"In the end, you get the audience you deserve."
-- Prince Rogers Nelson
"Gary Webb is dead."
-- John M. Deutsch
Deutsch didn't actually say that, but I couldn't resist. At my lunch the other day, Danziger said several things, just snatching ideas right out of my head. I don't have conversations like that every day. But he blamed Woodward and Bernstein for the significant problem with journalism today. It's exactly what I think. Nobody wants to report what's going on, they want to get to the point at which they can investigate their way into a book deal. Another way of thinking about it, is that any journalist that doesn't call himself a newspaperman is a hack author trolling reality to make up for his lack of imagination. And the sad fact is that John Sandford's got them beat.
The problem with the 20th century is that we've got too many literate people, and journalism dying is just a symptom of the fact that we don't know what to do with that many working minds. The web will fix that, but I digress, sorta.
If you recall, Gary Webb was the investigative, excuse me, prizewinning investigative journalist and author of the controversial book, Dark Alliance. You see there's a problem with Gary Webb. He's dead. Now I happen to be one of those people who believe that there are no coincidences. People are too curious, too powerful and they have too much money to leave you alone if you're interesting, and Gary Webb, before he died, became very interesting. He became very interesting to perhaps the wrong kind of people - which is to say the kind of people who have too much familiarity with world history to care about the life of a journalist. I probably say it too much, but I have a good idea what a spy is like and the level of competency required to handle the sort of information and disinformation that really matters in this world. There's no way that the overwhelming majority of journalists measure up, much less merit the market share of the world's burgeoning literate population.
A story that sticks in my head is this one entitled Knowledge is Pain:
G. Gordon Liddy was playing the role of a corrupted colonel who shipped drugs or something dastardly in Vietnam. He has managed to keep the story under wraps until a crusading journalist (who must have inspired Michael Moore) discovered the awful truth. This journalist wore shorts and sandals, was scruffy as an old mutt and doggedly pursued every bit of muck he could rake on Liddy's character. He always suspected something but never really knew anything and so he manufactured alternate realities until he stumbled upon the real truth. He badgered witnesses who wouldn't fess up; he couldn't understand why the Vietnamese didn't want to let the world know.
In classic style, Liddy confronts the journalist and delivers the monologue before pulling the trigger. He says that he was once ideologically fanatic as the journalist was, but that living in Asia had taught him a lesson that Americans rarely learn. Westerners believe, quoth Liddy, that the truth will set you free. Au contraire (please translate that into Mandarin, ed), the truth is a great burden that serves no man. The truth only brings suffering and pain. Liddy then provided the lead exclamation point to that sentence at about 1200 feet per second into the abdomen of the newly enlightened journalist, who presumably died wiser than he ever lived.
The truth serves no man. It only brings suffering and pain to those who discover it, because possession of the whole truth puts one at odds with the rest of humanity which is suffering an illusion. Humanity's illusion, when confronted, will crush the amateur. And so hack authors are invited, hell bribed, by the likes of the Pulitzers to develop the intestinal fortitude to afflict the comfortable, presumed guilty until blessed by the media.

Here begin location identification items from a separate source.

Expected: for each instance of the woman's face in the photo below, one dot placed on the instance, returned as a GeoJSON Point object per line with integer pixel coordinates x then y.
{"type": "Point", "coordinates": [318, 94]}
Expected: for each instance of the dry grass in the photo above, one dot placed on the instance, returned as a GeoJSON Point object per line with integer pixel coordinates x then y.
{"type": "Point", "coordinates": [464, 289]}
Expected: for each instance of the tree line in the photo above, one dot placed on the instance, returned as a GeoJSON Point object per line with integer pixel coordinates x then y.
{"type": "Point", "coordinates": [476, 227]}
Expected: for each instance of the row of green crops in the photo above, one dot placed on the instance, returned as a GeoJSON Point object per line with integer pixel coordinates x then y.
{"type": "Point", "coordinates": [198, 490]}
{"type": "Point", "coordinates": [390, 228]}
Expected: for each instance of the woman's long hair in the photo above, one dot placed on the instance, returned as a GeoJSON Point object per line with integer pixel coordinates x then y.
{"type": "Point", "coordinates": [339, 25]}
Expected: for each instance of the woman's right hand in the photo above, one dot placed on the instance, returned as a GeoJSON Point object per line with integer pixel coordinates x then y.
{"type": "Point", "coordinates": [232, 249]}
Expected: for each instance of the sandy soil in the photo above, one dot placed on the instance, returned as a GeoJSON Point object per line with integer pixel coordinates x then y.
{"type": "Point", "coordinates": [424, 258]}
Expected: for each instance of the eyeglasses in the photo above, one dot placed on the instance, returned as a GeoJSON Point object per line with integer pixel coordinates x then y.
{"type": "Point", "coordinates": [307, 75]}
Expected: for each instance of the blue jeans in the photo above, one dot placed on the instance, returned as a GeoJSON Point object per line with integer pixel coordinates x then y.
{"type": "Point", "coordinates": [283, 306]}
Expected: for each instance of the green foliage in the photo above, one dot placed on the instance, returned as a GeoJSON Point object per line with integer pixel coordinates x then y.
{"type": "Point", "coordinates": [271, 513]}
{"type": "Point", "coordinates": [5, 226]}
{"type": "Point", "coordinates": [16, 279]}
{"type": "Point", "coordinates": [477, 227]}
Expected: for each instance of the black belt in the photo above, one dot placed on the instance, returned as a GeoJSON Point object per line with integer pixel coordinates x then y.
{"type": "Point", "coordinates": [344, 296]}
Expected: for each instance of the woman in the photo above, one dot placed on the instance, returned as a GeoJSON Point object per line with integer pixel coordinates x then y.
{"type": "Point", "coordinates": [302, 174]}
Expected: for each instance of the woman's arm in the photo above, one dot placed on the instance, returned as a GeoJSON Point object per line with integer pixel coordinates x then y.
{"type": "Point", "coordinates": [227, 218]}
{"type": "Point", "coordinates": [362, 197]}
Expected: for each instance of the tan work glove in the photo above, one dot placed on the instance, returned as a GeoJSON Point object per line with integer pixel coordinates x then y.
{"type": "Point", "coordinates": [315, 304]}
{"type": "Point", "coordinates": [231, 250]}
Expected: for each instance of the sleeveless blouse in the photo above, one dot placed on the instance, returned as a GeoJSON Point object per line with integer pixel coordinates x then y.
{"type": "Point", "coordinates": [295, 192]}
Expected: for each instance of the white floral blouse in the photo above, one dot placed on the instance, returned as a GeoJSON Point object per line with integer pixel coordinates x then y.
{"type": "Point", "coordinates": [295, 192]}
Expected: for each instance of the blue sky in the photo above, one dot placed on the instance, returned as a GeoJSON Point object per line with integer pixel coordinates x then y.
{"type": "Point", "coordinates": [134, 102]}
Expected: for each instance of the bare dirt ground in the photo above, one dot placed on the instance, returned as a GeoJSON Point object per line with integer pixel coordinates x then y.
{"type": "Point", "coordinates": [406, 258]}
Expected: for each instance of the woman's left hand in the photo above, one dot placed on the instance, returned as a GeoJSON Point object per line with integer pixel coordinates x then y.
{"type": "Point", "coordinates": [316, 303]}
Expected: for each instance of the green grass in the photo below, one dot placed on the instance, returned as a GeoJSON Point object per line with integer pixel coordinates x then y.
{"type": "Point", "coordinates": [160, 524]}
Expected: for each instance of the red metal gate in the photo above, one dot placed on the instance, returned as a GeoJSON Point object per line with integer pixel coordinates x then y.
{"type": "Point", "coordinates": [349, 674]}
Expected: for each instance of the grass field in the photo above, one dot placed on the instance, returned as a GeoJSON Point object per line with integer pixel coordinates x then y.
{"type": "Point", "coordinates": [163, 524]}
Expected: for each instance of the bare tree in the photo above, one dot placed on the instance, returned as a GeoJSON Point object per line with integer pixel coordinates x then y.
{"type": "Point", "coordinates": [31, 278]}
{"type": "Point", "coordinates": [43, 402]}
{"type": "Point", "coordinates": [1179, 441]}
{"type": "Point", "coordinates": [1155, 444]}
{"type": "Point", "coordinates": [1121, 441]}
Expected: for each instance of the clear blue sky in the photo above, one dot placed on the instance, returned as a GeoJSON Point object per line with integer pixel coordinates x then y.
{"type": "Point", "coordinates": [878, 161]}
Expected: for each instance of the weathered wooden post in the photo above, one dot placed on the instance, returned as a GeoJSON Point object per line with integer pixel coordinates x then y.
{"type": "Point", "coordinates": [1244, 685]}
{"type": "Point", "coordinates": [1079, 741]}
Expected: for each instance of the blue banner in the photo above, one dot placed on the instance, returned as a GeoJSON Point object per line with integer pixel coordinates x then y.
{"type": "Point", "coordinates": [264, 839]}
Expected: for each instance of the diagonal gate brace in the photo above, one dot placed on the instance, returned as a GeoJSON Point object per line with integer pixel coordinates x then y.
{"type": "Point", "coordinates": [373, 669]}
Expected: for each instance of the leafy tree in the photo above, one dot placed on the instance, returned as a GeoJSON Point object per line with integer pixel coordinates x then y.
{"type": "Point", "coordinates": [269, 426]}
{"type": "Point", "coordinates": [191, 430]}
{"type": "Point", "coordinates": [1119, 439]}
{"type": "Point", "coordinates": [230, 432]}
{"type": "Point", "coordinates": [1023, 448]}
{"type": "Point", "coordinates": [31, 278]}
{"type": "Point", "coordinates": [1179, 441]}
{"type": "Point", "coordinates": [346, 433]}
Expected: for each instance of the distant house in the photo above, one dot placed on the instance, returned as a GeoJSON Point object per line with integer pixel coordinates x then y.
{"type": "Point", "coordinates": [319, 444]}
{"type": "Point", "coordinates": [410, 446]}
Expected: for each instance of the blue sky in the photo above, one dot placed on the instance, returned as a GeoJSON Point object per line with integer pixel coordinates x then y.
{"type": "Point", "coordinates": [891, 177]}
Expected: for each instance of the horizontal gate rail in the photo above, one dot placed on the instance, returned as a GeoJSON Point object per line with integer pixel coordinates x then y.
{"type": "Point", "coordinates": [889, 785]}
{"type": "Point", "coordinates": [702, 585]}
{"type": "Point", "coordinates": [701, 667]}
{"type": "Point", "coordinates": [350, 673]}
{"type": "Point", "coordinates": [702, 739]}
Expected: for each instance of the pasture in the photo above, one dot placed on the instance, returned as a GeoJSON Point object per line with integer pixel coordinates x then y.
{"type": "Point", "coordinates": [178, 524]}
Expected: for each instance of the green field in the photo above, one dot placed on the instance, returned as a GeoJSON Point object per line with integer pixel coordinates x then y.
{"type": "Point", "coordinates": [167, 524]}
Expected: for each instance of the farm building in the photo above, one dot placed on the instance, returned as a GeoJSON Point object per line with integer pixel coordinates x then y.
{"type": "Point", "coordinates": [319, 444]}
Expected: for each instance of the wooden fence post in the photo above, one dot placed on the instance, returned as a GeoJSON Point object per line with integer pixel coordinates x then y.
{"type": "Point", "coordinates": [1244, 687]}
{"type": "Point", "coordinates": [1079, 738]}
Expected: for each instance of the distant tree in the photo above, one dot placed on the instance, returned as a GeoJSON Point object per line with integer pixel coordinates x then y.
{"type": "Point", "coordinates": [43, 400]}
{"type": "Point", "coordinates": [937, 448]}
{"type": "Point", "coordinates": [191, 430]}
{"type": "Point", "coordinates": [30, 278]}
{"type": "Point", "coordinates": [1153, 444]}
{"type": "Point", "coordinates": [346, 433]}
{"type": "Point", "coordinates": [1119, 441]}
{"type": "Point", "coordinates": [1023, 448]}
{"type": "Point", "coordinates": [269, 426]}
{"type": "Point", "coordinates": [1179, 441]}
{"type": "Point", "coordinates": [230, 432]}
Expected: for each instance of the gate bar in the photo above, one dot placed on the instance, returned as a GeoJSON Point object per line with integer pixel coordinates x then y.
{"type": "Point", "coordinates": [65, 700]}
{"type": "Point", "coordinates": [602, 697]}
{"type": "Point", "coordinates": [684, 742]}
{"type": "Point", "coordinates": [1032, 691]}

Understand our limits. We are evolutionarily limited in our ability to improve greatly upon the information soup we swim in. I actually have a better metaphor that deals with time travel, but more on that later. My point is that there is only so much that so many of us can understand and absorb all at once, and only so much action that can be driven by mass consciousness, and mass media is now discovering that it is inherently incapable of sustaining that mass consciousness. Except it keeps accelerating these hacks into media stardom - every day trying to make the next Cronkite, the next Woodward, the next Oprah.
So what we are witnessing now in the collapse of the mainstream media is, in my view, the failure of the news business to learn to organize itself in some way other than a propaganda organization or star machine. New media does not have that burden - it doesn't presume to need or sustain a mass audience or a massive burden of the aims of the Fourth Estate. The new media recognizes that the literate few are whom they are and are not necessarily bound to move the nation. I suspect and hope that media gets small - that newspapers return to their roots as small partisan affairs with no pretensions of being capable of changing the conscience of the nation or of the world. I think that what will inevitably emerge will be better, both more modest and more accurate, and less likely to attract crusaders.